Photo-Me last week delayed the publication of its accounts to give its auditor more time to complete its work. And in June Superdry delayed its results by a week so it could have more time to calculate an impairment provision as part of restructuring work.”

Insurers

“Being at the mercy of the government and/or regulators is never a great place to be, as shareholders in insurance stocks are learning to their cost.

“New rules governing how much people can claim in damages after serious accidents will reduce how much insurers have to pay out, but, crucially, not as much as investors had hoped.

“Essentially a 2017 decision to drastically reduce the assumed returns claimants can earn on a lump sum has been walked back a bit but the industry’s disappointment in today’s outcome is still palpable. Analysts had certainly pencilled in a more favourable settlement.

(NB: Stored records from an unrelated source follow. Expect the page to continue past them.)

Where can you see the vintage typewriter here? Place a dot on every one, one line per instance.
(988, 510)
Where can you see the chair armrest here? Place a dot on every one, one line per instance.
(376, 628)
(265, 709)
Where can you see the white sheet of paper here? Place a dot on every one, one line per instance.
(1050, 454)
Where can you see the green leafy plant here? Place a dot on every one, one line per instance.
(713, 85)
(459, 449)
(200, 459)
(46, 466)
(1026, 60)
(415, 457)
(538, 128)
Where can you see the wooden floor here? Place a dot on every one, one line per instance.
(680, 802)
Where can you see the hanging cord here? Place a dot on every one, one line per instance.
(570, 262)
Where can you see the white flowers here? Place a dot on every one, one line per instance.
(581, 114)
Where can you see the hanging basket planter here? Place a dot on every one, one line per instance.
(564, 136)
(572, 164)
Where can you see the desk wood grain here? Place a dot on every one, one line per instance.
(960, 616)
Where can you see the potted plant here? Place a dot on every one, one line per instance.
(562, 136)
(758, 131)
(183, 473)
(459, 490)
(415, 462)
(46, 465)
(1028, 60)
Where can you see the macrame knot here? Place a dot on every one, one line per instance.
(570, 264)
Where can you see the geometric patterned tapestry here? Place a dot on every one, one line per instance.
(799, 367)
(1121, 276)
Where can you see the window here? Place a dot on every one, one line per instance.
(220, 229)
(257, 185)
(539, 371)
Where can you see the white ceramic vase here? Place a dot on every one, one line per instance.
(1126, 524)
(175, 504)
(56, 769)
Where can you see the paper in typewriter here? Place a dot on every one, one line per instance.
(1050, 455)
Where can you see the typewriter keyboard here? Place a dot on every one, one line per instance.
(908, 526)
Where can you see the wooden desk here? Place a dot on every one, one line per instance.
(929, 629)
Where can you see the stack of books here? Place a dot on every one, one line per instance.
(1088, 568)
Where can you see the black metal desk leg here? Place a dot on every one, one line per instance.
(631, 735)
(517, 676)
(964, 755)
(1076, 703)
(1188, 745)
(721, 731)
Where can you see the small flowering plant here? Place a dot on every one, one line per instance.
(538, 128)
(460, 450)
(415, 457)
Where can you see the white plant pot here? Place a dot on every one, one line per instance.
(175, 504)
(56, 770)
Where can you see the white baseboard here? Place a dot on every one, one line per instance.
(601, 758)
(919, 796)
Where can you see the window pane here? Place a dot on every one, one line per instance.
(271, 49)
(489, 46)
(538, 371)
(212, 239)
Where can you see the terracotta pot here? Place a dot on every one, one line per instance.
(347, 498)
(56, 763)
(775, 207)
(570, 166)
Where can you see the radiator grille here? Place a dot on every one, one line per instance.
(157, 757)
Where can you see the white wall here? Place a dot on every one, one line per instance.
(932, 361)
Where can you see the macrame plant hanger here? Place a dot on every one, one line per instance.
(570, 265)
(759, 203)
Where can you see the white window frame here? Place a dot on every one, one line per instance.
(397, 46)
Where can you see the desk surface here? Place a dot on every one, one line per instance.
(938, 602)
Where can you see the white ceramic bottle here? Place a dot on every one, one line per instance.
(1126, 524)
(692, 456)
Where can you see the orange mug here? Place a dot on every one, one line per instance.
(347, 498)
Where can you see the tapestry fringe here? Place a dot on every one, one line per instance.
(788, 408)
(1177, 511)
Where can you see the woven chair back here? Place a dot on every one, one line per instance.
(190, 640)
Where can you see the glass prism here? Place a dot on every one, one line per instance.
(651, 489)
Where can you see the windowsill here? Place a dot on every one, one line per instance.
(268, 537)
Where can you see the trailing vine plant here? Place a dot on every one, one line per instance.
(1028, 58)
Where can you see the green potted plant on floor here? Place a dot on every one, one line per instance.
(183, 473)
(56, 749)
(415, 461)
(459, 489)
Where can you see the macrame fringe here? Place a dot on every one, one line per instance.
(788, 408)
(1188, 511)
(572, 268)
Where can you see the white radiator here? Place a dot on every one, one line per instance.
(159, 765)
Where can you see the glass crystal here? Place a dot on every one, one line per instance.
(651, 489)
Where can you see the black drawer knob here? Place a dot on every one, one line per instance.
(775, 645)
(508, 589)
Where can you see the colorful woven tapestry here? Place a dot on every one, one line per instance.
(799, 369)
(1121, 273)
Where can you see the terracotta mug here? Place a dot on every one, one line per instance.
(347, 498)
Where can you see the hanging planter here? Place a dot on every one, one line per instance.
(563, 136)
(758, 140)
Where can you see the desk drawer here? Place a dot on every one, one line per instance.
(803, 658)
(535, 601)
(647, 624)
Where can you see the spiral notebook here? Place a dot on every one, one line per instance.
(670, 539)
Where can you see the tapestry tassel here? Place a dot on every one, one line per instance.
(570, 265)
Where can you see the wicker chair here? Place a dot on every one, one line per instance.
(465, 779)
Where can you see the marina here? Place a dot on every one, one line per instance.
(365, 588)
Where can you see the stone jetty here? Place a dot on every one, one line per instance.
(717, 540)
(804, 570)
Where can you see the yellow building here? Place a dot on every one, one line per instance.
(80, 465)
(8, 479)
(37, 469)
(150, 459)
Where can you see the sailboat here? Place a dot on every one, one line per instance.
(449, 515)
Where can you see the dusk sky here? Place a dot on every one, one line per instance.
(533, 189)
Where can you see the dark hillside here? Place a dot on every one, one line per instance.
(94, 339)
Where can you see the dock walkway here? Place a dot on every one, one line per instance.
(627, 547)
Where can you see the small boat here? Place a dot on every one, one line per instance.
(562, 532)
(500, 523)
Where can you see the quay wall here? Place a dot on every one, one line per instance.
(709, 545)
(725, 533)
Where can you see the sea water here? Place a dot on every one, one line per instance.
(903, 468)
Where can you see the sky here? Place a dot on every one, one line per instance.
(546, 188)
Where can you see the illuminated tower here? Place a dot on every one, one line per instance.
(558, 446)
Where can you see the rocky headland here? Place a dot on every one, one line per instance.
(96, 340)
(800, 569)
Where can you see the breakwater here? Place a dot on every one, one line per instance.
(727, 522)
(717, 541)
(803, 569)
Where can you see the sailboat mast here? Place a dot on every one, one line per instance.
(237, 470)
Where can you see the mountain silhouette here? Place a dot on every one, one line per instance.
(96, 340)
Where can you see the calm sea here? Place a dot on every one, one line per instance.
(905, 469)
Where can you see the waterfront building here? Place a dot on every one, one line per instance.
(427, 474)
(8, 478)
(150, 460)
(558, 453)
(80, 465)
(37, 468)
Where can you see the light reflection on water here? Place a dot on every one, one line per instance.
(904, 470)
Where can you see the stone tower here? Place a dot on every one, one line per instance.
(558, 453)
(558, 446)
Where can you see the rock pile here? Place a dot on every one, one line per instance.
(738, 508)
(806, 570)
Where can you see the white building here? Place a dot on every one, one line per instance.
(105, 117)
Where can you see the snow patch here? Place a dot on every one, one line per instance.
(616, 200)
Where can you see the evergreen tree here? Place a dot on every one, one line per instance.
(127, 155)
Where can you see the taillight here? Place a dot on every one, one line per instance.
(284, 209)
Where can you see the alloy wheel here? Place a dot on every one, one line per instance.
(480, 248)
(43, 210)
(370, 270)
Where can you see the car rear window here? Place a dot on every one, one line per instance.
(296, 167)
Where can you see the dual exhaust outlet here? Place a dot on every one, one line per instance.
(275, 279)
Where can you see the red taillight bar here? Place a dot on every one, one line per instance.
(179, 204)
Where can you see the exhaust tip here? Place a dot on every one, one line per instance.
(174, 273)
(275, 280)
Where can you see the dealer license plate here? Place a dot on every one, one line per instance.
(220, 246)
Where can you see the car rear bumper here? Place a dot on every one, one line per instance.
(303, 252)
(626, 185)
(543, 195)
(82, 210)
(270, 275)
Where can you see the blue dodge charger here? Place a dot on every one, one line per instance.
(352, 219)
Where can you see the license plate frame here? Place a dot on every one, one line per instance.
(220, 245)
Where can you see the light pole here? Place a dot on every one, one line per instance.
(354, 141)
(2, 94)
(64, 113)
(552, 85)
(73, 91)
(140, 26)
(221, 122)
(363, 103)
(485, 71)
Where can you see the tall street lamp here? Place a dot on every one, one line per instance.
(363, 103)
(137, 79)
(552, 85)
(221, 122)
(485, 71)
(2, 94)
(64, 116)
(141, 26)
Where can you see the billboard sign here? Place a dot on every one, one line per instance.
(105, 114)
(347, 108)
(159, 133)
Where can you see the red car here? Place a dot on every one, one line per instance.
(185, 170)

“This shows how difficult it can be to second guess a regulatory outcome. It also feels like the last thing general insurance businesses needed.

“They are already facing increased competition, rising claims and the need to hold more capital to meet future claims.

“At the very least recent developments may put the brakes on the generous dividends these firms have paid in the past, particularly when you consider an FCA probe could place further pressure on premiums as the difference between what new and existing customers are charged is challenged.

“Putting your trust in the income from the insurance sector increasingly looks like an accident waiting to happen.”